- Born: Marcello Sorgi 31 March 1955 (age 70) Palermo, Italy
- Occupation: Journalist
- Height: 1.73 m (5 ft 8 in)
- Spouse: Anna Chimenti

= Marcello Sorgi =

Italian journalist and author (born 1955)

Marcello Sorgi (born 31 March 1955) is an Italian journalist and author.

Born in Palermo, the son of a criminal defense lawyer, Sorgi started his career as a journalist for the newspaper L'Ora, and then he worked Il Messaggero and La Stampa. In 1996 he became the director of RAI TV's TG1, then in 1998, left the office, he was the director of La Stampa until 2005.

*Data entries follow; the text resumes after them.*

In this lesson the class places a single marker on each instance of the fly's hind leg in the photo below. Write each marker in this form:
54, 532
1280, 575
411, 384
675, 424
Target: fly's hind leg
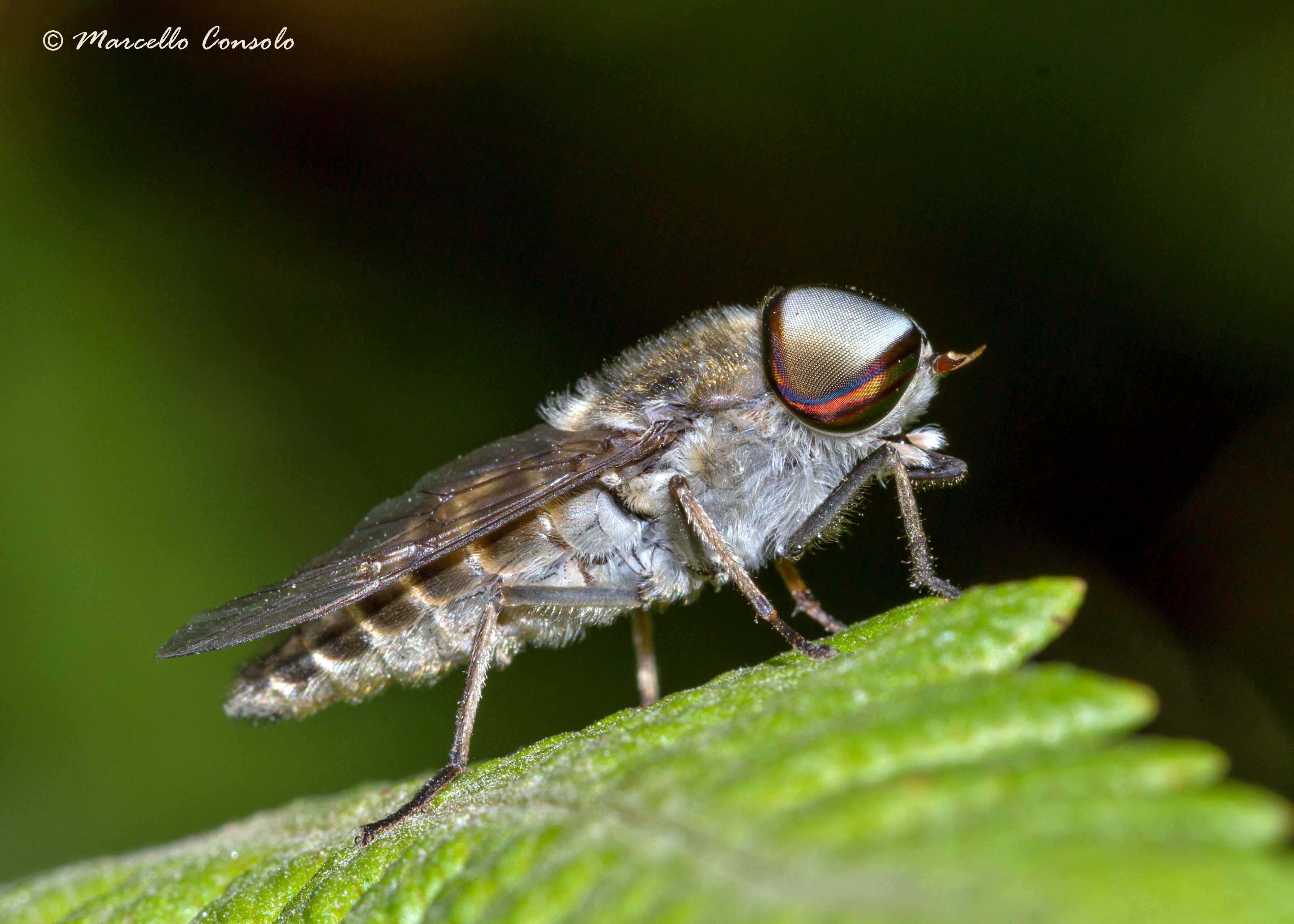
710, 534
805, 601
645, 650
483, 649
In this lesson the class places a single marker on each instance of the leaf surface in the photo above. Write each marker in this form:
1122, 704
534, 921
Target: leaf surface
927, 774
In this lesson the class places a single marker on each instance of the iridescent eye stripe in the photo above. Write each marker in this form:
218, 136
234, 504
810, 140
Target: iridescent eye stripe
858, 403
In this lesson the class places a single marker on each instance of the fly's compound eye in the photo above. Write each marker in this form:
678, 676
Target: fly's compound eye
838, 360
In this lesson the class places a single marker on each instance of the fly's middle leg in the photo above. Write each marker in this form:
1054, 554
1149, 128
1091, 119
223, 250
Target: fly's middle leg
805, 601
710, 534
483, 649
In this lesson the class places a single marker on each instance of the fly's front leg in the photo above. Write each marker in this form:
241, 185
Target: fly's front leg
805, 601
483, 649
710, 534
923, 566
610, 598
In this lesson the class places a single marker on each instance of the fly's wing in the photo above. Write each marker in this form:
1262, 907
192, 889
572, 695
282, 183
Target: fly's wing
446, 510
943, 470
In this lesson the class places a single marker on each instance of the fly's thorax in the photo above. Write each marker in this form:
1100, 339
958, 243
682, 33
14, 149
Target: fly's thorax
706, 361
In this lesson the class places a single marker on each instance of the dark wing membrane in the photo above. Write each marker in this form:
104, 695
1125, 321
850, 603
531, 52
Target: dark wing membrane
446, 510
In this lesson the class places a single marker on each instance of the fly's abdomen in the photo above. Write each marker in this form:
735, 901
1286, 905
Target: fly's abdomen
411, 633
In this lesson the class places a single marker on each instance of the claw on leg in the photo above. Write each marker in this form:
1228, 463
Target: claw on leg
805, 601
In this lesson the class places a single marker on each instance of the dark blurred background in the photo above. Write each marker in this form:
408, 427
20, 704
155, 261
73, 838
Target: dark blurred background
245, 296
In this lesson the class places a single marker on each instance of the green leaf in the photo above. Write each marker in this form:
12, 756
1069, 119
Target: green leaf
924, 775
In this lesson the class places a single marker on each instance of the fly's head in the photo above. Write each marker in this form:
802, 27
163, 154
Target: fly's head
841, 363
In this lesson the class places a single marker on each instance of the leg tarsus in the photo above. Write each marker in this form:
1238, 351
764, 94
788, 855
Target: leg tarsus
483, 649
805, 601
645, 652
923, 565
430, 788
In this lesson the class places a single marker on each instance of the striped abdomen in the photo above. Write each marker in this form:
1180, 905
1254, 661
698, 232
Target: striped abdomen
422, 627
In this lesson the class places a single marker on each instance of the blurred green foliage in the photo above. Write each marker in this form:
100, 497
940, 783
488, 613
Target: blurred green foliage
245, 298
922, 775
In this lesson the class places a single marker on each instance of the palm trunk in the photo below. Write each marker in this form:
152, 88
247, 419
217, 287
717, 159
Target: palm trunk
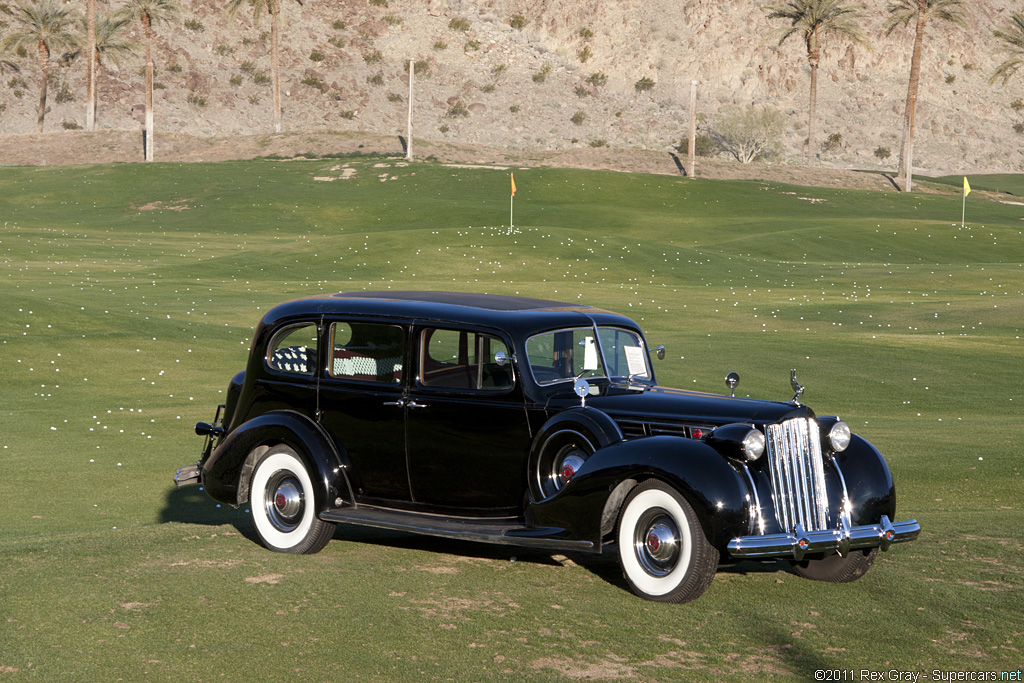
90, 83
813, 57
147, 25
43, 54
275, 66
95, 96
812, 117
911, 92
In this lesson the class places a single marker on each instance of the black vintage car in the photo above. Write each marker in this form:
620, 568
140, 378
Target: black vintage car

In 2000 Sorgi released a book-length interview with Sicilian novelist Andrea Camilleri, La testa ci fa dire. In 2009 he wrote the book Edda Ciano and the Communist in which he tells the illicit love story between Edda Ciano, Benito Mussolini's daughter, and a regional communist leader, Leonida Bongiorno, which had as its background on the Isle of Lipari. The book was adapted into a film with the same name, directed by Graziano Diana and starred by Alessandro Preziosi and Stefania Rocca.

In 2010, Sorgi wrote Le amanti del vulcano (The Volcano Lovers), a historical reconstruction of the love triangle between Roberto Rossellini, Ingrid Bergman and Anna Magnani.